S'agirait-il de produire du nouveau ? L''utilisation du formalisme des systèmes dispersés (DSF, voir Hervé This, Formulation and new dishes, Cahiers de Formulation, vol. 16, EDP Science/Société des chimistes français, pp. 5-21. ), comme toute algèbre, conduit à l'introduction d'un nombre infini d'objets nouveaux, de sorte que, manifestement, la production de nouveauté n'a guère d'intérêt non plus. Insistons un peu, en fixant les idées par une image. Si nous produisons mécaniquement un nombre infini d'objets nouveaux, si nous les posons devant nous sur la table, la question n'est plus de produire un objet en plus ou en moins, mais plutôt de sélectionner des objets ainsi produits. Lesquels ? Cette fois, des critères (de choix) s'imposent.

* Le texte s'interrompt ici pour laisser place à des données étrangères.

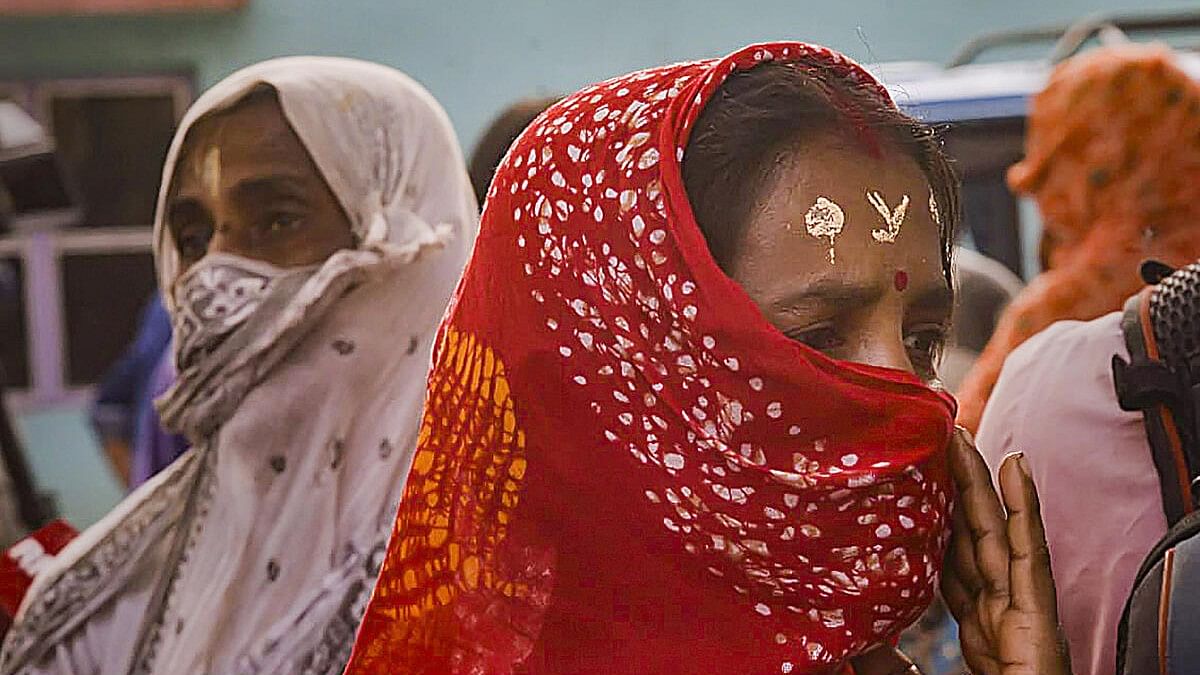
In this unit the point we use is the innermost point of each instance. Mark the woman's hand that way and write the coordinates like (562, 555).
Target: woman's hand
(997, 580)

En cuisine, un critère (technique) est le soin, lequel n'a rien à voir avec la nouveauté. Un autre critère est le bon, soit le beau à manger, et là encore, mille artistes différents produiront mille représentations personnelles de la Vierge à l'Enfant. Un troisième critère est le « je t'aime », et là encore, d'autres choix seront sélectionnés (bien que des recouvrements soient possibles).
Bref, la question se retourne donc vers ceux qui me la posent : quels sont vos critères ?
Mes collègues de l'Ecole des Mines, comme moi, hésitent à employer le mot d'innovation, le sachant... miné. Ils parlent de conception. Pourquoi pas, mais où s'arrête la conception ? Les parents qui conçoivent l'enfant : que font-ils ? La conception est étymologiquement la représentation par la pensée. Les parents conçoivent l'enfant en le pensant, et ce n'est qu'une conséquence que la réunion de deux semences dont l'union est fructueuse. Dans cette acception, la conception est  un acte formel, qui doit faire l'objet de nos soins, et non une matérialisation qui s'apparenterait à toute la période de la grossesse, à la transformation  de l'ovule fécondée en enfant. Dans cette acception là, il faudrait se préoccuper des règles formelles qui permettent au programme de s'exécuter, en supposant que l'épigénétique, c'est-à-dire l'influence de l'environnement sur le déroulement particulier du programme, n'a pas d'effet. Ce serait dommage de se priver de cette source de variabilité et... d'innovation !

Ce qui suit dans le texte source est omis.